The goal in our study was to provide the hospital staff with more attentions into the value of the MEWS in predicting their patients’ prognosis and thereby increase the awareness and protocol adherence.
Methods
Research center
The retrospective observational study and prospective confirmatory study were conducted in a large urban hospital medical center (Guangdong Provincial People’s Hospital) where there are 110,000 admissions per annum in China.
Patient choice
In the 183-month inclusion period from January 2000 to March 2015, all post-Whipple surgery patients who were in the hospital at 07:00/10:00/13:00/16:00/19:00 and in the department of general surgery were included. Patients 18 years and older with more than one overnight stay were included. The Ethics Committee of Guangdong Academy of Medical Sciences Medical Center approved the study, and the necessity for informed consent was waived.
Data collection
According to the protocol, each time the vital parameters of the patients were obtained, the nurses were requested to record the vital parameters in the electronic system and determine the MEWS. The MEWS measurements could be repeated any time during the patients’ hospitalization by the nurses and doctors, and all the vital parameters were used for analysis. The professional investigators checked the charts of all included patients and determined whether the MEWS was documented and calculated correctly. We discarded all the incomplete data sets of vital signs and only included the complete set of vital signs measured at a given time, including respiratory rate (RR), heart rate (HR), systolic blood pressure (SBP), and temperature (TEM).
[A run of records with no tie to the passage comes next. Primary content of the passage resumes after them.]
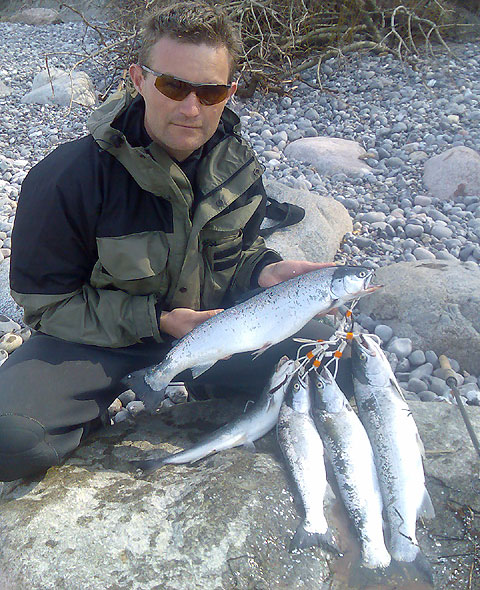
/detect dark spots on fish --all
[417,262,449,271]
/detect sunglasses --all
[141,66,232,106]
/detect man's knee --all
[0,414,60,481]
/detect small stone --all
[0,334,23,354]
[428,375,450,396]
[425,350,438,367]
[165,383,188,404]
[410,363,433,379]
[127,400,145,416]
[113,408,130,424]
[413,247,435,260]
[118,389,135,407]
[418,389,437,402]
[0,314,22,334]
[433,367,463,385]
[387,338,413,361]
[397,358,410,376]
[408,377,427,393]
[408,350,426,367]
[18,328,32,342]
[108,397,123,418]
[374,324,393,344]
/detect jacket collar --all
[87,91,240,153]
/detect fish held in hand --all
[277,373,339,555]
[309,367,391,569]
[122,266,379,410]
[132,356,298,473]
[352,334,434,581]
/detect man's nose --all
[180,91,200,117]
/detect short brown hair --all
[138,0,242,82]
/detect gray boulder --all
[265,182,353,262]
[0,80,12,97]
[423,146,480,200]
[358,260,480,375]
[0,400,480,590]
[284,137,372,177]
[10,8,63,25]
[21,68,97,106]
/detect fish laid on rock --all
[277,373,338,553]
[309,368,391,569]
[352,334,434,579]
[122,266,378,410]
[132,356,299,472]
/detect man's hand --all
[160,307,223,338]
[258,260,336,288]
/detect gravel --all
[0,23,480,408]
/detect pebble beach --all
[0,23,480,412]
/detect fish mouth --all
[354,334,377,356]
[353,285,385,297]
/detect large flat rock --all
[358,260,480,375]
[0,400,480,590]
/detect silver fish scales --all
[122,266,378,410]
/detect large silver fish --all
[309,367,391,569]
[352,334,434,576]
[277,373,338,553]
[122,266,378,409]
[132,356,298,472]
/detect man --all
[0,2,338,481]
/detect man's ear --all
[228,82,238,98]
[128,64,145,96]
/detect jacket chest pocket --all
[201,230,243,308]
[92,232,169,295]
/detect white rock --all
[265,181,353,262]
[285,137,372,177]
[0,334,23,354]
[10,8,63,25]
[20,68,97,106]
[423,146,480,200]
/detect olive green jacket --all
[11,94,280,347]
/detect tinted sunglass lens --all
[155,76,192,100]
[155,74,229,105]
[196,86,228,105]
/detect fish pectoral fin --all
[243,440,257,453]
[190,361,217,379]
[416,430,425,459]
[417,488,435,518]
[252,342,273,360]
[390,379,406,402]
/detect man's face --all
[130,37,236,162]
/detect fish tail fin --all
[395,551,434,586]
[288,522,341,556]
[418,488,435,518]
[130,459,168,475]
[348,560,392,588]
[121,369,170,412]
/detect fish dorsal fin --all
[190,361,217,379]
[390,377,407,403]
[417,488,435,518]
[416,430,425,459]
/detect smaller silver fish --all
[309,367,390,569]
[132,356,298,472]
[122,266,379,410]
[277,373,339,554]
[352,334,434,580]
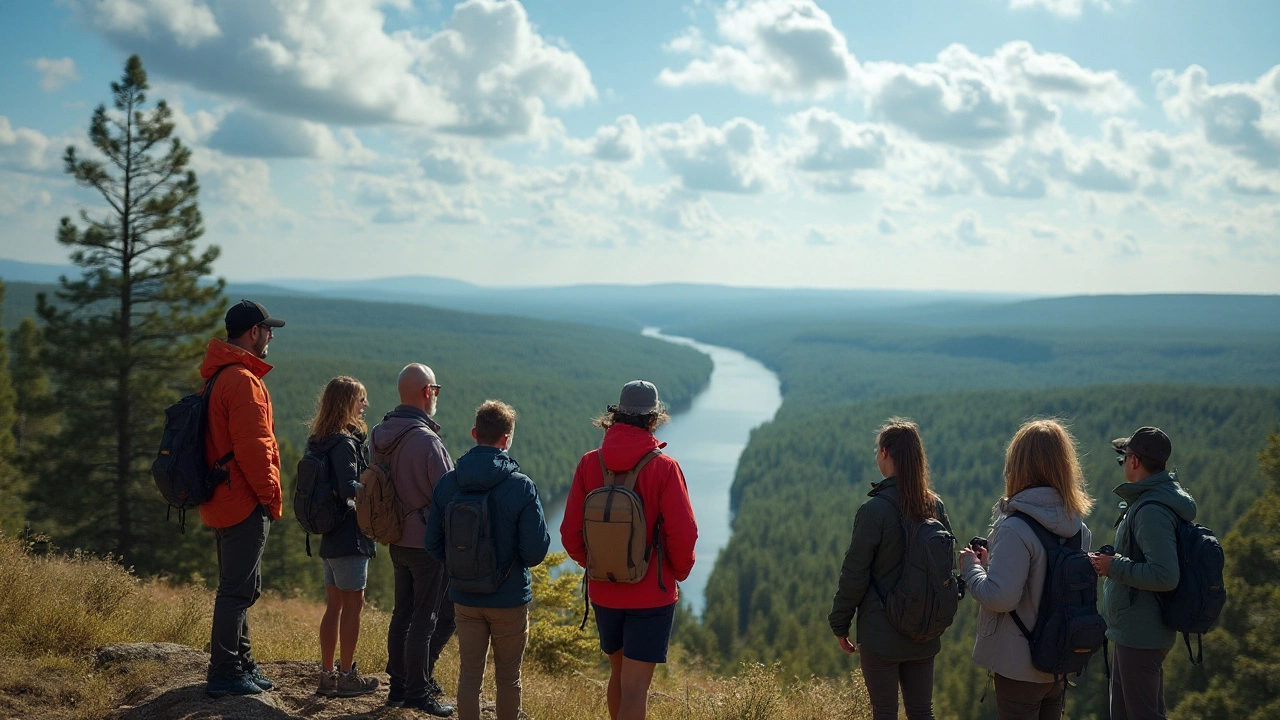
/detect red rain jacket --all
[561,424,698,610]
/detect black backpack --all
[872,496,961,643]
[293,447,349,557]
[1128,498,1226,665]
[1006,512,1107,683]
[443,483,520,593]
[151,365,234,533]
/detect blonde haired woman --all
[307,375,378,697]
[960,420,1093,720]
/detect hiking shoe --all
[426,678,444,698]
[334,662,378,697]
[402,696,453,717]
[241,664,275,691]
[205,674,262,698]
[316,667,340,697]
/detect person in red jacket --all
[200,300,284,697]
[561,380,698,720]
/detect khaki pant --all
[453,605,529,720]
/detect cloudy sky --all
[0,0,1280,293]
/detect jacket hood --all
[200,337,271,380]
[600,423,667,473]
[1115,470,1196,523]
[453,445,520,492]
[996,487,1082,538]
[370,405,440,455]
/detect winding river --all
[547,328,782,615]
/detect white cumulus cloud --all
[649,115,777,193]
[658,0,858,97]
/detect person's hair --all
[591,407,671,433]
[475,400,516,445]
[876,418,938,523]
[1005,420,1093,519]
[1134,452,1166,475]
[307,375,369,439]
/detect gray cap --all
[609,380,662,415]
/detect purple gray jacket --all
[369,405,453,550]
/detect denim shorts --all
[591,602,676,662]
[324,555,369,592]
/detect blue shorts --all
[324,555,369,592]
[591,602,676,662]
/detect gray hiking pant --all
[1111,644,1169,720]
[858,650,933,720]
[996,674,1066,720]
[387,544,454,700]
[209,505,271,680]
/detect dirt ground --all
[97,643,494,720]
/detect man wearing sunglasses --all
[1089,428,1196,720]
[370,363,454,717]
[200,300,284,697]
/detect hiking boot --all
[403,696,453,717]
[241,664,275,691]
[316,667,339,697]
[426,678,444,698]
[205,674,262,698]
[334,662,378,697]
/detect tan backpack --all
[582,448,666,589]
[356,425,425,544]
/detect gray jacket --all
[960,487,1093,683]
[1102,473,1196,650]
[369,405,453,548]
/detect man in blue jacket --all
[1089,428,1196,720]
[426,400,550,720]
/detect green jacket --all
[827,478,951,662]
[1102,473,1196,650]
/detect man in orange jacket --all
[200,300,284,697]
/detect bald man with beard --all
[370,363,453,717]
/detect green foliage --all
[681,386,1280,717]
[525,552,600,675]
[1165,433,1280,720]
[31,55,223,573]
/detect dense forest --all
[4,283,710,605]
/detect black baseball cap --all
[1111,427,1174,462]
[227,300,284,334]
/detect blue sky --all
[0,0,1280,293]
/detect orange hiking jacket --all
[200,338,283,528]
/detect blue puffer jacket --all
[426,445,552,607]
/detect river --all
[547,328,782,615]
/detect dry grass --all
[0,536,870,720]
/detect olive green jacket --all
[1102,473,1196,650]
[827,478,951,661]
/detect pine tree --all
[32,55,224,571]
[0,283,24,533]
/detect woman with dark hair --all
[307,375,378,697]
[561,380,698,720]
[960,420,1093,720]
[827,418,951,720]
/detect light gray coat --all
[960,487,1093,683]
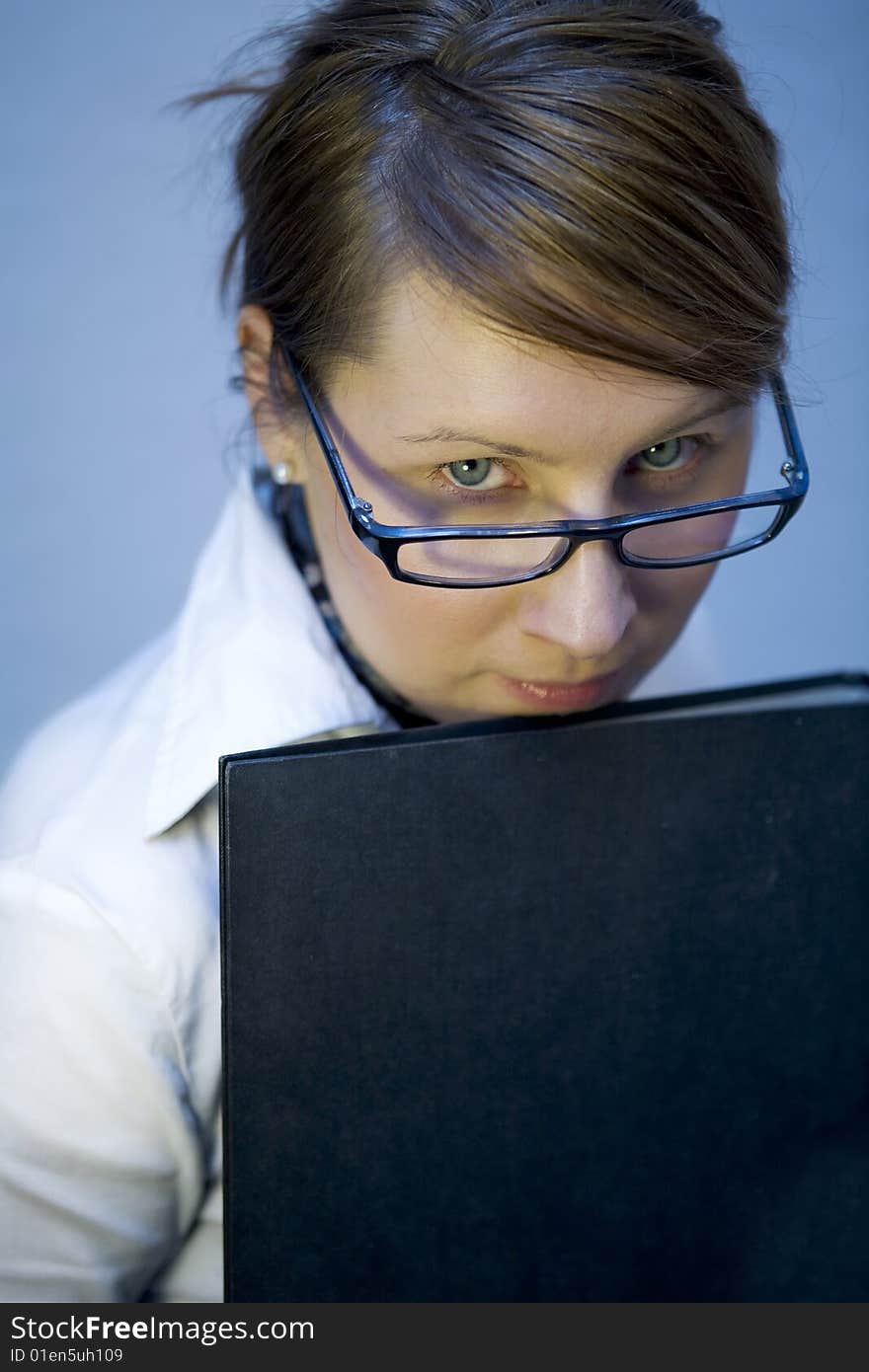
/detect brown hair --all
[184,0,792,404]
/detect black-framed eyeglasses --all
[281,345,809,590]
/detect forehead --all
[332,274,719,447]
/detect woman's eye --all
[637,437,692,472]
[442,457,494,490]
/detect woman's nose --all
[518,539,637,661]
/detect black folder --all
[219,673,869,1302]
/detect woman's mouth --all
[491,672,619,714]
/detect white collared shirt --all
[0,461,711,1302]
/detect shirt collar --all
[144,471,395,838]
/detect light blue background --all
[0,0,869,768]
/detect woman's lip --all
[501,672,618,712]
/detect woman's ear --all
[236,305,305,485]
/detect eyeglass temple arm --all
[769,369,809,494]
[281,343,372,521]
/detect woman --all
[0,0,798,1301]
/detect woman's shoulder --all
[0,631,172,858]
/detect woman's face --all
[239,277,750,724]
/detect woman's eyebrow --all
[395,395,743,462]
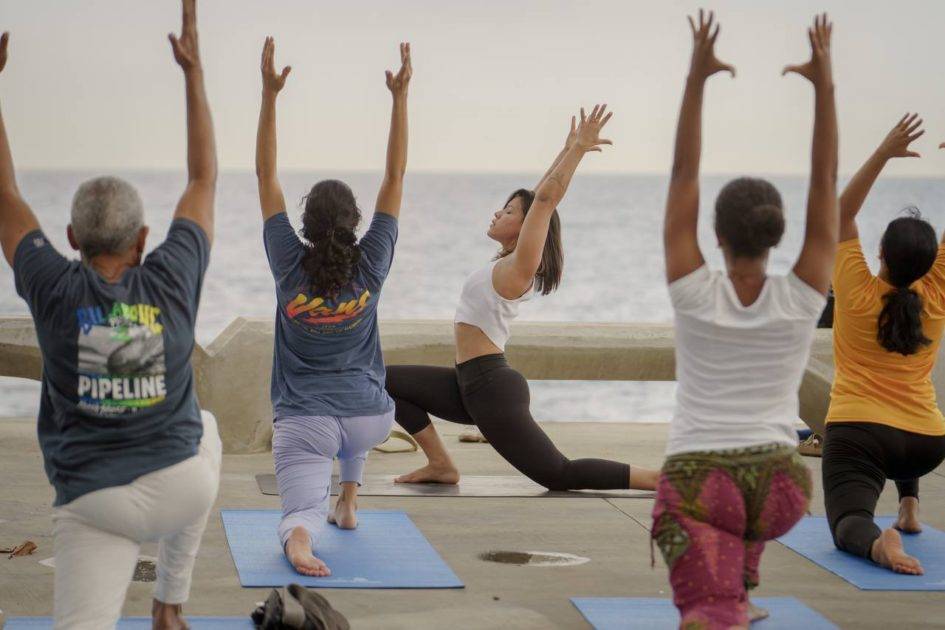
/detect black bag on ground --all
[252,584,351,630]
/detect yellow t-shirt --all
[827,239,945,435]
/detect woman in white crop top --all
[651,11,837,630]
[387,105,656,490]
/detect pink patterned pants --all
[652,444,811,630]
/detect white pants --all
[53,411,222,630]
[272,410,394,548]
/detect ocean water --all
[0,171,945,422]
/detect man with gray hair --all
[0,0,221,630]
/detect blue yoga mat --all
[221,510,463,588]
[4,615,256,630]
[571,597,837,630]
[778,516,945,591]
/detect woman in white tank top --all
[387,105,656,490]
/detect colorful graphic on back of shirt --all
[76,302,167,415]
[285,286,372,332]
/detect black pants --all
[823,422,945,558]
[387,354,630,490]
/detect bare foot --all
[870,528,924,575]
[893,497,922,534]
[630,466,660,490]
[151,599,190,630]
[748,599,771,623]
[328,495,358,529]
[394,464,459,485]
[285,527,331,577]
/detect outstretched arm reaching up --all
[168,0,217,241]
[256,37,292,222]
[493,105,613,299]
[535,116,584,190]
[784,13,839,294]
[840,114,925,243]
[375,43,413,217]
[0,33,39,267]
[663,9,735,283]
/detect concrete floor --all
[0,421,945,630]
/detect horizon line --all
[17,166,945,179]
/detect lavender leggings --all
[272,409,394,546]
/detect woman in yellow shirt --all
[823,114,945,575]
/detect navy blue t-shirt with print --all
[13,219,210,505]
[263,212,397,420]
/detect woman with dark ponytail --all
[256,37,412,576]
[651,11,837,629]
[823,114,945,574]
[387,105,656,490]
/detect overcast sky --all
[0,0,945,175]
Scores were recalculated by investigators using available data in the charts. Moreover, we found out all the patients’ post-operation regression and then calculated the relationship between the scores and the regression.
Follow-up
If the post-Whipple patients have bleeding, infection, pancreatic leakage, bile leakage, intestinal leakage, gastric emptying disorder, hypoalbuminemia, ICU admission, or died, we defined them has postoperative complications. All patients admitted during the study period were followed up from admission to final events after inclusion. Also, patients were followed up for 30 days after discharge to obtain information about the last events.
Advanced models
To further verify the accuracy of the MEWS, we used some more advanced models and algorithms for verification. It is necessary for a dichotomous problem to judge whether the patient with or without adverse events is based on the patient’s vital parameters. We divided the database, which includes 13,651 sets of vital parameters, into a 75% training set (n=10,238) and a 25% test set (n=3,413). By learning the known sample training set, the binary classification algorithm finds the classification rules and predict the category of new data. At present, there are classification algorithms such as support vector machine (SVM), backpropagation (BP) artificial neural network (ANN), decision tree (DT), and so on.
SVM model
SVM is used to solve the problem of linear separability (Figure 1A). If in the case the data is linearly inseparable, SVM will move from a low-dimension input space to a higher dimension space using a nonlinear mapping algorithm (Figure 1B). The use of a higher dimension makes a linear analysis of nonlinear characteristics in the sample possible. It is also based on the structural risk minimization theory to construct the best hyperplane in the feature space so that the learner is globally optimized, and the expectation in the entire sample space meets specific upper bound with some probability. We set up the RR, HR, SBP, and TEM as vectors in four different dimensions. Each set of data has four different vectors and one outcome variable.
ANN model
BP ANN is a multilayer feedforward network trained by error BP (Figure 1C). Its basic premise is a gradient descent method. The basic BP algorithm includes the forward propagation of signal and backward propagation of error. The error output is calculated in the direction from input to output, while the weight and threshold are adjusted in the direction from output to input. In the forward propagation, the input signal acts on the output node through a hidden layer. After the nonlinear transformation, the output signal is generated. The error BP is transmitted back to the output error back layer by layer to the input layer through the hidden layer and distributes the error to all the units in each segment. By adjusting the connection strength of the input node and hidden layer node, and the connection strength and threshold value of the hidden layer node and the output node, the error decreases along the gradient direction. After repeated learning and training, the network parameters (weights and thresholds) corresponding to the minimum error are determined, and the practice is stopped. At this point, the trained neural network can process the non-linear transformation information with the minimum output error for the input information of similar samples.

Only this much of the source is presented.